Core technologies underpinning business model
Processing technologies for materials such as rubber and elastomers are core technologies
Bando’s basic business model is underpinned by five core technologies it has developed and accumulated since its founding in 1906: rubber materials and processing technology, resin materials and processing technology, urethane materials and processing technology, adhesive technology, and nanoparticle creation technology. The fifth technology in this list is the latest addition to the company’s core technologies. It is being cultivated in connection with new businesses under the medium- to long-term management plan. In other words, the first four core technologies play an important role in the company’s existing belt businesses.
The core accessory drive belts (mainly V-belts and V-ribbed belts) supplied by the company must comply with a broad range of requirements specified by its customers (automakers and machinery manufacturers). Their main function is to transmit power, but they must also deliver high transmission efficiency, quiet operation (low noise), durability (reduced susceptibility to damage or scratching), heat resistance, lightweight design to support fuel efficiency, and cost-effectiveness to undercut overseas rivals. These requirements are tightened every time a manufacturer upgrades the performance of its vehicles or machinery.
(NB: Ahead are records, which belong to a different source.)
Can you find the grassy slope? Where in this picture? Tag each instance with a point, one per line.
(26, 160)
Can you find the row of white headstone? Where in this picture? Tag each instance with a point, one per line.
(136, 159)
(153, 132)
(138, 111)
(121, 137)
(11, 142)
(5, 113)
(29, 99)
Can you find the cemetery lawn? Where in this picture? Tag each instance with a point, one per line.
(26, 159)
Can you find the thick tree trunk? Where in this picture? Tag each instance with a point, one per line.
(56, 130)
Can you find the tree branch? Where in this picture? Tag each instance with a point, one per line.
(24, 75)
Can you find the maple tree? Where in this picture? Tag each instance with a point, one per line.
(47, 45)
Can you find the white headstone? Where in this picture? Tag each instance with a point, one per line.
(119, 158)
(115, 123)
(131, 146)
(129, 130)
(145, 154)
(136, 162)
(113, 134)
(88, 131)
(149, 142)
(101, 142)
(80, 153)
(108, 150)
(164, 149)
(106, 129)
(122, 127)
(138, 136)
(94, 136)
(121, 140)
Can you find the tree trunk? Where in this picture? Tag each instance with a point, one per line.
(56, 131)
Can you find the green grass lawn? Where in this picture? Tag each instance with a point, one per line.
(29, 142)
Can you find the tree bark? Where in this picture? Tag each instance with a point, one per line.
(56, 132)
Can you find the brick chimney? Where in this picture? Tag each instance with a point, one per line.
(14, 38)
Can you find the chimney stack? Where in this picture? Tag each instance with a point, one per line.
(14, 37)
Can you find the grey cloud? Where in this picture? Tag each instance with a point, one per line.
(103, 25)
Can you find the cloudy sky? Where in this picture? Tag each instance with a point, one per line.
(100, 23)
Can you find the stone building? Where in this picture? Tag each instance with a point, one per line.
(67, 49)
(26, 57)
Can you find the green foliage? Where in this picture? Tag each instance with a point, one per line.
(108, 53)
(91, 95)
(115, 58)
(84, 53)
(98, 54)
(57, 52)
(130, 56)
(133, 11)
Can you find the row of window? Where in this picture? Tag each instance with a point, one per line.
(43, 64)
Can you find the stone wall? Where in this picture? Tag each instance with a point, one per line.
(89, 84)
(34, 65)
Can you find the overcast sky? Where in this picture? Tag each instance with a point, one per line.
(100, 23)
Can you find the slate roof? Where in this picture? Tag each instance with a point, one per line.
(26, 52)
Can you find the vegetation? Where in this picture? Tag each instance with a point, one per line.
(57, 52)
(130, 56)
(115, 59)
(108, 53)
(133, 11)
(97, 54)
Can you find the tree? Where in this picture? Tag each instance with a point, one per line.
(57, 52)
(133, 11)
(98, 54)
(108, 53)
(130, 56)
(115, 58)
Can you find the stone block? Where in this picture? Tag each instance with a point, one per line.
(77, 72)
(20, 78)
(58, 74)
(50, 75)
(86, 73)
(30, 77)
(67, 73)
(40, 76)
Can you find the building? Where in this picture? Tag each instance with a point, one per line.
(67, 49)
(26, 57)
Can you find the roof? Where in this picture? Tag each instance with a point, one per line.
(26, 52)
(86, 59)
Proprietary materials processing technology creates barriers to entry
Bando’s technologies to compound, disperse, and combine rubber, elastomers, and other materials are the core technologies that enable it to meet the diverse needs of its customers. The primary raw materials used to make belts are rubber and urethane but these are rarely used as a single material. Bando possesses technologies that compound or disperse these soft raw materials, or combine them with (glue them to) organic or inorganic materials. Key among these are core technologies such as rubber or elastomer compounding technologies, which are integrated in the company’s processing and production technologies. These compounding technologies are original technologies that cannot be easily emulated by new entrants. In this way, they create a significant barrier to entry.
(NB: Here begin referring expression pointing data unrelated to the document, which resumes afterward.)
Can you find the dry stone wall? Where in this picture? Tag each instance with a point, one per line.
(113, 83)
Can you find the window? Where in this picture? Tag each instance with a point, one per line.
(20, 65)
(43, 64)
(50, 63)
A parts manufacturer with proprietary materials processing technology
Bando is Japan’s largest manufacturer of power transmission and conveyor belts. Its manufacturing activities are supported by production technologies and compounding, dispersion, and combining technologies for rubber, elastomers, and other materials. The latter categories are the reason the company name includes the word “chemical.” Power transmission belt production requires both the production technologies of a parts manufacturer and materials processing technologies. Accordingly, parts or materials manufacturers that merely possess one of these two sets of technologies cannot enter this industry. Bando has sufficient strengths in both categories.
Automotive Parts
Note: The company transitioned to IFRS in FY03/19, so it did not release YoY comparisons with FY03/18.
Note: Segment profit reflects operating profit through FY03/17, and core operating profit from FY03/18.
Note: The company only announces aggregate R&D expenses for the Automotive Parts and Industrial Products segments. Shared Research has broken down and allocated the R&D expenses to each segment in proportion to their revenue.
Overview
The Automotive Parts segment (which also covers motorcycle products) is the core business of the company. In FY03/21, it posted revenue JPY35.0bn (43.0% of the consolidated level), segment profit of JPY2.4bn (48.3%), and a segment profit margin of 6.8%. Operations in Japan accounted for 31.5% of segment revenue and overseas operations for 68.5% (of which Asia made up 56.4% and Europe, the US, and all other regions 12.1%). Overseas revenue is the revenue amount generated by the company’s overseas bases. Shared Research estimates products for motorcycles make up roughly 20% of segment revenue.
The business model for the segment is described in the Basic business model section.